Un ancien UDC condamné pour des propos islamophobes sur Twitter

Un ancien UDC condamné pour des propos islamophobes sur Twitter

Photo: Keystone

Publier des propos islamophobes sur Twitter constitue un acte de discrimination raciale. Le tribunal cantonal zurichois a confirmé la condamnation d'un ancien politicien local UDC à 75 jours-amende à 120 francs avec sursis, ainsi qu'à une amende de 1800 francs.

Agé de 37 ans et membre de la commission scolaire d'un arrondissement de la Ville de Zurich au moment des faits, Alexandre Müller avait twitté en juin 2012: 'Peut-être avons-nous à nouveau besoin d'une Nuit de Cristal... cette fois-ci contre les mosquées'.

Il faisait ainsi allusion à l'incendie de 200 synagogues, à la destruction de commerces juifs et à l'assassinat de centaines de juifs en une nuit. Une action meurtrière orchestrée par le régime nazi de l'Allemagne du troisième Reich en dans la nuit du 9 au 10 novembre 1938.

Génocide justifié

Ce faisant, Alexandre Müller 'a abaissé les musulmans et la communauté religieue islamique d'une manière qui porte atteinte à la dignité humaine', avait estimé le procureur lors du procès en première instance. Car l'accusé était conscient de la signification de l'expression 'Nuit de Cristal'.

Il a du même coup 'justifié' le génocide contre les juifs européens, selon le procureur. Alexandre Müller a soutenu que les événements meurtriers de 1938 avaient été 'nécessaires' pour régler une situation conflictuelle.

La défense avait alors rétorqué que les déclarations faites sur Twitter ont été sorties de leur contexte.

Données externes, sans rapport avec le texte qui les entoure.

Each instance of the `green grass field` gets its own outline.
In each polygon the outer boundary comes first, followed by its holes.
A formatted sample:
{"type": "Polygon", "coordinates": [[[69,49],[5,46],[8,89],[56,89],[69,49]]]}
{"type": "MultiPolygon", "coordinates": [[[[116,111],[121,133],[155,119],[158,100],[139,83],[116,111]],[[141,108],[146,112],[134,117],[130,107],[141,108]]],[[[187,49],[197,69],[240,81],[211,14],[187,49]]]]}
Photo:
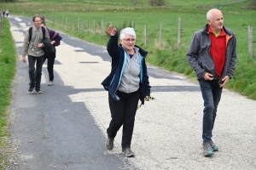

Elle a soutenu que le coupable les avait formulées dans un but d'avertissement, et non pour inciter au crime.

'Fusiller contre un mur'

Le politicien UDC réagissait à l'acquittement d'un islamiste qui tolérait l'utilisation de la violence contre les épouses refusant l'acte sexuel. Il avait également twitté: 'Je placerais volontiers certaines personnes contre un mur pour les fusiller.'

Mais le tribunal de district n'a pas pris en considération ce tweet et d'autres commentaires au contenu délicat. En cause, la façon dont la justice se les était procurée.

La police avait en effet reçu la liste des tweets de la part de deux sociétés étrangères spécialisées, mais sans demande d'entraide judiciaire officielle. Une interdiction d'utilisation a donc été prononcée.